Title: Sapuri
Genre: Office romance
Episodes: 11
Cast: Kamenashi Kazuya (KAT-TUN), Itou Misaki, Sato Koichi, Shida Mirai, Eita
Plot: Work-oriented office lady working with loveable lunatics at an advertising firm meets gorgeous young part-timer. I like to think of it as "Anego-lite".
Fuji Minami (Misaki) is a typical j-drama office lady in her late twenties - hard working, good at her job, can't keep a man to save her life and worries about getting left on the shelf. Why this is such a big deal, I have no idea. Her workplace is lovely - all open spaces and sunshine, filled with eccentric creative types, including her laidback boss, Imaoka (Sato), whose answer to everything is "enjoy". Fuji's smart, a little quirky and she's good at getting things done.
Ishida Yuya (Kame) is everything Fuji isn't. He doesn't know what he wants to do (other than surf and enjoy himself), or how he wants his future to develop, so he drifts from job to job, never settling on anything. Family connections (of a sort) with Imaoka land him a job at the same firm, where he quickly gets to grips with making drinks, doing the photocopying, running the errands…you get the picture. It's not a career, and while everyone likes the cute new part-timer, they don't expect miracles from him. Ishida doesn't expect them from himself, so why should anyone else?
A lost cell phone means Fuji meets Ishida before he even gets the job, but she certainly doesn't anticipate seeing him again, much less in her own office. She's older than him, she's got her life goals and they don't include getting involved with a freespirited toyboy…yet she can't help having less than innocent thoughts about him. (Kame has fantastic hair during this series - you'd be having impure thoughts too.) The problem is that she also has an older sister/mentor relationship with him, and this - and the attraction - is mutual. The longer Ishida stays with the company, the more seriously he takes his work, especially when he's encouraged to develop his own ideas and contribute to the team effort. Fuji's his biggest supporter and his best guide to the world of advertising.

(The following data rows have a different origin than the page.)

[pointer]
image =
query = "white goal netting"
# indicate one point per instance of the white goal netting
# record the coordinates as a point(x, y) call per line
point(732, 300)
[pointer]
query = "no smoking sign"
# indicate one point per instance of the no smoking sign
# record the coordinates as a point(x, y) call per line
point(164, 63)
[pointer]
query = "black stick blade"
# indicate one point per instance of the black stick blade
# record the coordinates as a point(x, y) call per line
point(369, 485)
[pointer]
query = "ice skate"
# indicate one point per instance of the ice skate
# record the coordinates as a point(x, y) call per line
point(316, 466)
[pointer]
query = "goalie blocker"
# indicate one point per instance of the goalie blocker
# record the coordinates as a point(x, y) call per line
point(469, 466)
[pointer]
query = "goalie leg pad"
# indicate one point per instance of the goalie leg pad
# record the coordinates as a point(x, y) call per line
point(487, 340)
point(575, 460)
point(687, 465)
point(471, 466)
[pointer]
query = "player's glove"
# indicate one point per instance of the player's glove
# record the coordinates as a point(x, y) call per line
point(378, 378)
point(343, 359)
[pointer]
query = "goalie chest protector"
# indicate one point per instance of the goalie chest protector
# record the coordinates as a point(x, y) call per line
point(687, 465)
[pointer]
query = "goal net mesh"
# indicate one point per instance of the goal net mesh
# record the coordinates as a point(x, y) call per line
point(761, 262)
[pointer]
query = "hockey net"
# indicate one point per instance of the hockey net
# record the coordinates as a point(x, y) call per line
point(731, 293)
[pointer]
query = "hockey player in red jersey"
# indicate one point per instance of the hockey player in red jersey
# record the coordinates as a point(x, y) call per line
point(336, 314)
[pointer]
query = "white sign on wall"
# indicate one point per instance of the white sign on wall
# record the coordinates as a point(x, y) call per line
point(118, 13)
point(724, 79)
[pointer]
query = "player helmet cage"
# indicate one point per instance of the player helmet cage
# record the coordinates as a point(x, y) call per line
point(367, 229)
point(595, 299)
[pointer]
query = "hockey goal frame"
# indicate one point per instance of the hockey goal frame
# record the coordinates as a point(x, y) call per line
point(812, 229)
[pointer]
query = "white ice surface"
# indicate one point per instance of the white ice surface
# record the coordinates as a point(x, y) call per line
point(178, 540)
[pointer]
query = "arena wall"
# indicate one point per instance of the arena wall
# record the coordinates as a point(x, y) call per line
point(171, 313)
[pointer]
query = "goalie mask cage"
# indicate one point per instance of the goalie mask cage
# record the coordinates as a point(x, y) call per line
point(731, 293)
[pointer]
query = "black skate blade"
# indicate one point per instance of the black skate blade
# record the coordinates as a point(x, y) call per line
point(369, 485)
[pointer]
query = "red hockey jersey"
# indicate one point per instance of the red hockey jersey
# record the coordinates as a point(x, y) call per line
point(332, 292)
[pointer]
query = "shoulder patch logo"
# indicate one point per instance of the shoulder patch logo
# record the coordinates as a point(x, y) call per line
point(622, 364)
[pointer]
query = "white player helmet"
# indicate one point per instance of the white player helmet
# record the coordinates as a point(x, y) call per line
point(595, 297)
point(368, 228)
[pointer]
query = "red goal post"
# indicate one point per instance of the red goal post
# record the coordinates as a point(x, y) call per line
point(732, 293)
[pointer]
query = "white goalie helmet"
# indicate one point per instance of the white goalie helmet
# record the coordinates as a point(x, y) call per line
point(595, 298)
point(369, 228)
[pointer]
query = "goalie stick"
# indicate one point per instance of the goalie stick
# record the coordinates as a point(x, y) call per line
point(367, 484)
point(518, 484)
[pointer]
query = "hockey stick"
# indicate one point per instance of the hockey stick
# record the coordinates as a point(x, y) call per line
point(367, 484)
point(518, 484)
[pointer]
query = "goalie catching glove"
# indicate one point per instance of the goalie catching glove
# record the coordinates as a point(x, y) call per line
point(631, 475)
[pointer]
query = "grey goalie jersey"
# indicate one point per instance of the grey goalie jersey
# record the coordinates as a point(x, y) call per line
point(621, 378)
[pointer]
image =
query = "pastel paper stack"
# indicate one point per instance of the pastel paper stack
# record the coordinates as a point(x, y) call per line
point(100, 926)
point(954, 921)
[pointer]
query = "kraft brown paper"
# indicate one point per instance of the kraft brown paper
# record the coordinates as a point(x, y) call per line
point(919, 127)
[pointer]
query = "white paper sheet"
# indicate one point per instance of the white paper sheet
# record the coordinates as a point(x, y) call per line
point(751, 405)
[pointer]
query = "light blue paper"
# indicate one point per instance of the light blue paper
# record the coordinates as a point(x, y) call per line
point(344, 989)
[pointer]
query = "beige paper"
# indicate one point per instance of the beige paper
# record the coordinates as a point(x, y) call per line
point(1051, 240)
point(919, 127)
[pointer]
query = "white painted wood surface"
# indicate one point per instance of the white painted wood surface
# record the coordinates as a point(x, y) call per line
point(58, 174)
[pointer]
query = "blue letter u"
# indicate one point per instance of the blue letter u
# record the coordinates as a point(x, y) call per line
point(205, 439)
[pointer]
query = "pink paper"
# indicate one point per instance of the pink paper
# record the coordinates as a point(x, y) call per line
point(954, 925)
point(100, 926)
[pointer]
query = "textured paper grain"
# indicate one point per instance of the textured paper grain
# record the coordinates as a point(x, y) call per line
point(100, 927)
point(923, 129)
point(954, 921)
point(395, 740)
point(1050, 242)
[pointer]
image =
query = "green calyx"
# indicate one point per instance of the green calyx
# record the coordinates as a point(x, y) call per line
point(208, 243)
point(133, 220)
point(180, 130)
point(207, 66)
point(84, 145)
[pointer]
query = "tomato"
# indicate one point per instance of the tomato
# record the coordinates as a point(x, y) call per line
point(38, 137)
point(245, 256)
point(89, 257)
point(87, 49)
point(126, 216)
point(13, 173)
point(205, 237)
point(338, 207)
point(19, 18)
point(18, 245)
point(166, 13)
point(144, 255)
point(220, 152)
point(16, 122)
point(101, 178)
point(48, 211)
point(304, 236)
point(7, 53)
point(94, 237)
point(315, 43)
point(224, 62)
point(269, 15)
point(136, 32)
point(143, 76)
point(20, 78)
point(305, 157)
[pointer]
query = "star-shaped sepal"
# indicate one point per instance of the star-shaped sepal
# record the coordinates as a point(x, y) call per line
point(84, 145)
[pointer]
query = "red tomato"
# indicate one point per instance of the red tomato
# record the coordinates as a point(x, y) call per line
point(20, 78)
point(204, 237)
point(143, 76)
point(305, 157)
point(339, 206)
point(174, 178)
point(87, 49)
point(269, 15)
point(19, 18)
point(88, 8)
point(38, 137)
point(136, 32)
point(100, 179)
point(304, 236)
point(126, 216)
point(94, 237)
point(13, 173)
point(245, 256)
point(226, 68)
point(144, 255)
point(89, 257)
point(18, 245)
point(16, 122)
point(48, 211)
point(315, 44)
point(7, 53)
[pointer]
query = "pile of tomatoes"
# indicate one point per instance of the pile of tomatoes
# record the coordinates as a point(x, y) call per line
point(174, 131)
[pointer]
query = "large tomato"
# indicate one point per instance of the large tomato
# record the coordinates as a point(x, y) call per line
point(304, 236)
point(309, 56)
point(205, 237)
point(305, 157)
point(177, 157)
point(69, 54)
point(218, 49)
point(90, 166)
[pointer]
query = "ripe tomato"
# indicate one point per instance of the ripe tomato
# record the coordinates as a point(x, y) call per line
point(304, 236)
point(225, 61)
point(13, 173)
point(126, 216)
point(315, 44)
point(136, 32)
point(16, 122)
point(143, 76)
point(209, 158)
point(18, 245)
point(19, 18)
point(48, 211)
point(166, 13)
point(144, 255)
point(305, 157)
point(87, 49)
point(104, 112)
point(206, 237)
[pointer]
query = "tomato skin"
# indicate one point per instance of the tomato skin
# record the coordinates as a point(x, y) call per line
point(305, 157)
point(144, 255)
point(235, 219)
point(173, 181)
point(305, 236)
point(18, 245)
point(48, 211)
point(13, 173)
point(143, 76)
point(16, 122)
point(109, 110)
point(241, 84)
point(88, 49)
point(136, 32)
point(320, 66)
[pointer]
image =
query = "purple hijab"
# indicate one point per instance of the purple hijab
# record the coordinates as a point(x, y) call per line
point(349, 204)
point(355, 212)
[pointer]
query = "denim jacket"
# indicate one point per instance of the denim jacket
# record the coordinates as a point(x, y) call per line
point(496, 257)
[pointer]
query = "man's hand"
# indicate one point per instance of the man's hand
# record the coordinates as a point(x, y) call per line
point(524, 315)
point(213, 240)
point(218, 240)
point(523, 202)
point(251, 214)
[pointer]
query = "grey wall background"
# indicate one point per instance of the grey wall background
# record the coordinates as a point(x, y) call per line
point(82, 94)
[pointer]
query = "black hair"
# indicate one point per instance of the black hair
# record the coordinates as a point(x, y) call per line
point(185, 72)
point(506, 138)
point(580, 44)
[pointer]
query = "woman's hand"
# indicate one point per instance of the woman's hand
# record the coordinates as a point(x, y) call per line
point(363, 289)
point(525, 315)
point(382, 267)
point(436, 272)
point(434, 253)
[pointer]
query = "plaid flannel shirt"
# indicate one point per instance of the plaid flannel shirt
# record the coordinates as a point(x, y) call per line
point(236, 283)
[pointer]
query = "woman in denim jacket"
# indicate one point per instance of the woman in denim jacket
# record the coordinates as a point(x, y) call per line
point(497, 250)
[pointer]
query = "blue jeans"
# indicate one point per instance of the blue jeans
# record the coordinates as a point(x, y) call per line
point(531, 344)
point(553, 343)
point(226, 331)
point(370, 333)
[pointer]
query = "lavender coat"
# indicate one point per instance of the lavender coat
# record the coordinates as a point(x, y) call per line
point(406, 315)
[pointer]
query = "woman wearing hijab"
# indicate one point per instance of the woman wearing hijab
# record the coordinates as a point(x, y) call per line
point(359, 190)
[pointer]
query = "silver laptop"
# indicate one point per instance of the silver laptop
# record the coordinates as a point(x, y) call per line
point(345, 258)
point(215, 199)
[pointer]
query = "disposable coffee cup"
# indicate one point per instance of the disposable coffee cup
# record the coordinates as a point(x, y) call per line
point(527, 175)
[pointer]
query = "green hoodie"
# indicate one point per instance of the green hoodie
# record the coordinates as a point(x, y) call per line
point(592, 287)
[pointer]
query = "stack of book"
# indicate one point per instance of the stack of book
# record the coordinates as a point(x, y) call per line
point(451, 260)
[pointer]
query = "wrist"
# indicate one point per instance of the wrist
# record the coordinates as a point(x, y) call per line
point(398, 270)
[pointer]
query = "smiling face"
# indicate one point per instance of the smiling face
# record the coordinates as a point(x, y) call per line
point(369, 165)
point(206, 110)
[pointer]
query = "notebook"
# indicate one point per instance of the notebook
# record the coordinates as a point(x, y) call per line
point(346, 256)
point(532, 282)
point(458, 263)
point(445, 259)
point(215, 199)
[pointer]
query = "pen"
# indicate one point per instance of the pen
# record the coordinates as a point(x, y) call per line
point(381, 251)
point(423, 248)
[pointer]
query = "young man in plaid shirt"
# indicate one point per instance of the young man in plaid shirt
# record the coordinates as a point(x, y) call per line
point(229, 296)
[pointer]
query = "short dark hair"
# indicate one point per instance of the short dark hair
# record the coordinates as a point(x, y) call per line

Naturally, they work pretty closely together. But there's a spanner in the works by the name of Ogiwara (Eita). I find him sleazy and unattractive, and therefore am quite happy when his life is difficult. He's got problems of his own, principally his affair with a married woman (who works in the same company), but he likes Fuji too. It's not so much a love triangle as a love pentagram as Ishida has an admirer also, this one closer to him in age. Relationship difficulties abound, involving alcohol, petty jealousies, curry and a great deal of overtime.
The most interesting relationship in the series is actually the little family unit that springs up between Imaoka, his estranged daughter Natsuki (Mirai) who suddenly comes to live with him, and Ishida, who is already living with him. Neither father nor daughter are happy with the situation, but having Ishida in the middle helps enormously; the cutest scenes, I think, are when they're together. Ishida manages to make himself into a responsible, caring big brother even though responsibility is usually to be avoided like the plague.
Because if you have responsibilities, you can't run away. You can't pack up and go if you decide you've had enough. Or can you?
'Sapuri' is nice, lightweight fluff with likeable characters (mostly), relatively nice music (KAT-TUN provide the OP, 'You'), and enough cute moments to balance out some of the more pointless angst and drama. Ishida's personal development is enjoyable to watch, and he's actually quite romantic in some ways. But even for Kame, I wouldn't watch this a second time.